"‘Our brains struck fire each from each’: Disidentification, Difference, and Desire in the Collaborative Aesthetics of Michael Field"

Author: 
Jill Ehnenn
Type: 
Other Publications
Publisher: 
Routledge

Jill Ehnenn's essay "'Our brains struck fire each from each': Disidentification, Difference, and Desire in the Collaborative Aesthetics of Michael Field" has been published in Economies of Desire at the Victorian Fin de Siècle: Libidinal Lives, eds. Jane Ford, Kim Edwards Keates, and Patricia Pulham (Routledge).

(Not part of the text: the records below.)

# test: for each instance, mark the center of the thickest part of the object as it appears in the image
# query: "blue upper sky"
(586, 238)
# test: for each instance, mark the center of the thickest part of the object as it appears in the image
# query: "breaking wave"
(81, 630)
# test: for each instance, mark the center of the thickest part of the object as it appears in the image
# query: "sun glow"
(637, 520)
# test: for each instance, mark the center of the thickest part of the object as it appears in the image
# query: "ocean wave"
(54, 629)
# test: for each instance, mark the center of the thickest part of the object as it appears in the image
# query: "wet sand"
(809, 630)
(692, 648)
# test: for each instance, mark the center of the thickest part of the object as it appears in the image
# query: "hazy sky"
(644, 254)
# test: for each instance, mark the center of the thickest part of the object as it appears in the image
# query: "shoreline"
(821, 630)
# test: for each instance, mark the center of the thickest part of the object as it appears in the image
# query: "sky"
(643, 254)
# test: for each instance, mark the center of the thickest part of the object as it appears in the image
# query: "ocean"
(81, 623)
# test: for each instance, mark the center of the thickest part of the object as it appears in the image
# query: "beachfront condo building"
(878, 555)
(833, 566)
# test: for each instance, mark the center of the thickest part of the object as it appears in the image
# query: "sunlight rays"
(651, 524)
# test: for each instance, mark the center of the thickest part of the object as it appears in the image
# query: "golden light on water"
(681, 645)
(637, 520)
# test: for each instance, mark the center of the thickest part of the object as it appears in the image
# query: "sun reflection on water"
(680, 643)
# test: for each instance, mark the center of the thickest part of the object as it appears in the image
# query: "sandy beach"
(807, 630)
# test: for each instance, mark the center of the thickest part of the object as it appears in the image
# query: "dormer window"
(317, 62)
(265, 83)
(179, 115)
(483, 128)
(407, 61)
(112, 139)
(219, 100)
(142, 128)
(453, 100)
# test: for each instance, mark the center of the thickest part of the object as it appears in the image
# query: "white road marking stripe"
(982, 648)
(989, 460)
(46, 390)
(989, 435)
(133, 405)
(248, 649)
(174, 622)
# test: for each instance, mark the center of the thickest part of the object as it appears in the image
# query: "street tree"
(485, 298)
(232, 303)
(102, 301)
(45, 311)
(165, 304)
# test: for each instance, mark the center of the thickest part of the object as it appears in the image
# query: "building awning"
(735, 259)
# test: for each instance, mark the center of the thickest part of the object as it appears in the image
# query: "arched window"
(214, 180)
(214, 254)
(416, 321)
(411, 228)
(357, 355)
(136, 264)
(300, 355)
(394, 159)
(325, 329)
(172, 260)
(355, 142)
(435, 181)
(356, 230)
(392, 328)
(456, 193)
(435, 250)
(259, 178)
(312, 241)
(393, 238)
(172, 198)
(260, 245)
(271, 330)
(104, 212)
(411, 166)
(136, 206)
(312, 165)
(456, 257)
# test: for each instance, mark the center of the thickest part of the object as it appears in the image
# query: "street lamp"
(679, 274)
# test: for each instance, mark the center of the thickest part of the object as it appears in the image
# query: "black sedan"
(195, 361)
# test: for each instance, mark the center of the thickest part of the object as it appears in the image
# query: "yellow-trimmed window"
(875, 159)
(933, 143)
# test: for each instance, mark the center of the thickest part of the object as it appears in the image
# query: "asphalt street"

This essay explores the Michael Field collaboration as a relationship that appropriates and queers heteronormative conventions in order to negotiate late-Victorian paradigms of gender and sexuality, authorship and subjectivity, Aestheticism and Decadence. Reading both literary and autobiographical texts as textual performances with queer implications for theorizing nineteenth-century representations of co-authorship and same-sex love, Jill asserts that Field fosters their long-standing partnership by employing strategies akin to queer disidentification. The coauthors find erotic and intellectual play with difference, gender, and the gaze pleasurable and inspiring; celebrating difference within their relationship also enables Field to enter conversations about art as authentic expression vs. reproducing convention as commodity. As Jill demonstrates, it is in and through the complexities of their relationship to each other, authorship, and art, that Michael Field's partnership and writing manifest many of the contradictions now associated with Aestheticism.